Chilean reporter dies from gunshot injury sustained during May Day march
Reporters Without Borders (RSF) calls on Chile’s new government to reinforce mechanisms for protecting journalists following community TV reporter Francisca Sandoval’s tragic death in hospital yesterday from the gunshot injury she sustained during a May Day march in the capital, Santiago, on 1 May.
Francisca Sandoval died in Santiago’s Posta Central hospital from the gunshot wound to the head that she received while covering the big Workers’ Day demonstrations in the capital’s Barrio Meiggs district for Señal 3 La Victoria, an independent community TV channel.
Marcelo Naranjo, a 41-year-old man with a criminal record, was arrested on 2 May on suspicion of firing the shot that killed her. Identified from videos and photos that show him firing on the crowd, he is being held pending trial. According to the Ciper Chile website, a total of 11 people were seen firing guns at demonstrators on 1 May.

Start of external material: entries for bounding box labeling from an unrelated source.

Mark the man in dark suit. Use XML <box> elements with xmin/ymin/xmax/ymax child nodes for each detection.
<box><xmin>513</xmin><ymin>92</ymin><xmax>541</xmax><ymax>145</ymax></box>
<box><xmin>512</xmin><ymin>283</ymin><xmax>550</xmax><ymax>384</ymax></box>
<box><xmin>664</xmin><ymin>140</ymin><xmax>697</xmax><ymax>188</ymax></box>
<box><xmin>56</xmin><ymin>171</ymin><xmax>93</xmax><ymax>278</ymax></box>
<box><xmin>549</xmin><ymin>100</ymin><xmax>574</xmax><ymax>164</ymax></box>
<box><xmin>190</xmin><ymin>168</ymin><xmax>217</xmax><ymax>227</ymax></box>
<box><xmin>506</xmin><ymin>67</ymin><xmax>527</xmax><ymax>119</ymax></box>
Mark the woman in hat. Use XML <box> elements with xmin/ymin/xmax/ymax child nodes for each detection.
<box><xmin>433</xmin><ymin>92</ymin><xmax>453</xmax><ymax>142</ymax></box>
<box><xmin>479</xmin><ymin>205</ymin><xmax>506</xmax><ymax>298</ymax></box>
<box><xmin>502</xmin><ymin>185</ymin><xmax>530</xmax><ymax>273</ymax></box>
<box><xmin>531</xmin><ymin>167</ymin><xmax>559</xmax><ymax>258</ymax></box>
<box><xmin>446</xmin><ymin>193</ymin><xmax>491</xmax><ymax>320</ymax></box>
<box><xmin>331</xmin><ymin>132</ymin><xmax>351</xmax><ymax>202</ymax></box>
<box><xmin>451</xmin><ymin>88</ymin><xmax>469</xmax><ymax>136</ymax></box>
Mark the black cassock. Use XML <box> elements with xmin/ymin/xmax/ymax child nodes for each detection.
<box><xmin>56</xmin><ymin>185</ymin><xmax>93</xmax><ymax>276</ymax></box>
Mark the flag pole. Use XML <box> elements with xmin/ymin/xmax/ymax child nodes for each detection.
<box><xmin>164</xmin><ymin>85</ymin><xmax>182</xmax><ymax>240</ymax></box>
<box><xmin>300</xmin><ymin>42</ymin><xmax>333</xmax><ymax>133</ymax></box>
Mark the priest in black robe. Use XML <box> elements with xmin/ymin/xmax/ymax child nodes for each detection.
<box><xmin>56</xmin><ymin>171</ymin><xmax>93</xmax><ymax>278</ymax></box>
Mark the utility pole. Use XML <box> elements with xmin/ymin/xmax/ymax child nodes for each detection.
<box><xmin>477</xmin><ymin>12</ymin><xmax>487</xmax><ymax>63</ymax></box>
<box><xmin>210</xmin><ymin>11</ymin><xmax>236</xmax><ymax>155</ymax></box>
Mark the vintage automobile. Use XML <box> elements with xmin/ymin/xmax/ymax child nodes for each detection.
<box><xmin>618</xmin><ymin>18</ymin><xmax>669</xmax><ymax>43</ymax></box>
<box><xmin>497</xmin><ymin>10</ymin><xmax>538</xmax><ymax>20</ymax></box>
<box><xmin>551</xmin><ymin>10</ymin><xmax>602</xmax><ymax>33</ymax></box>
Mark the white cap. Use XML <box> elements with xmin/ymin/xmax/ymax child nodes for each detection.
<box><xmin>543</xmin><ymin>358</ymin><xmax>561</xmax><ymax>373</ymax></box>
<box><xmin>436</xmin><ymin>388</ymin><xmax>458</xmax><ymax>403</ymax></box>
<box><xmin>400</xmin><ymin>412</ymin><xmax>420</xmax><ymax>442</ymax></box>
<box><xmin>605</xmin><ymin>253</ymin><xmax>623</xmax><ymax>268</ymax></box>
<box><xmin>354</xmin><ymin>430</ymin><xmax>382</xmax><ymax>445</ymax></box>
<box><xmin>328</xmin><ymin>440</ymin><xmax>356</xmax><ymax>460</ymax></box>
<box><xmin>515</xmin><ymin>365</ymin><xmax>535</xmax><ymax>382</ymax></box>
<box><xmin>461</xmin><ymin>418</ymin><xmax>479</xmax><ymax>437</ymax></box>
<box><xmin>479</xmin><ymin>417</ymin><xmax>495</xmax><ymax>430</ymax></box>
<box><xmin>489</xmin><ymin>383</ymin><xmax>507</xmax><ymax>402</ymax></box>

At least two other reporters – the Piensa Prensa website’s Roberto Caro and Fabiola Moreno, a reporter for Radio 7 de Puente Alto – sustained gunshot injuries while trying to cover the May Day demonstrations.
“The Chilean government must respond to this tragedy by stepping up protection for Chile’s journalists, who are working in an increasingly dangerous environment,” said Emmanuel Colombié, the director of RSF’s Latin America bureau. “The circumstance of the shooting attacks on Francisca Sandoval and the other journalists injured during the May Day demonstrations must be clarified, and the gunmen must be brought to justice.”
Sandoval’s death has sent a shock wave through Chile, where it is highly unusual for reporters to be killed in the course of their work. She is the first journalist to be killed since José Carrasco Tapia, who was murdered in 1986, during the military dictatorship.
Many politicians have commented on Sandoval’s death, including Chile’s new president, Gabriel Boric, who paid tribute to her in a tweet and said he would “permit no impunity.”
Journalists’ associations have voiced concern about the increase in threats to the media in recent years. Chile has seen a surge in threats, intimidation campaigns (especially on social media) and violence against journalists covering protests – violence by protesters, police and military intelligence officers – since October 2019, when a period of political and social turmoil began.
Chile is ranked 82nd out of 180 countries in the World Press Freedom Index that RSF published on 3 May. This is 28 places lower than in 2021.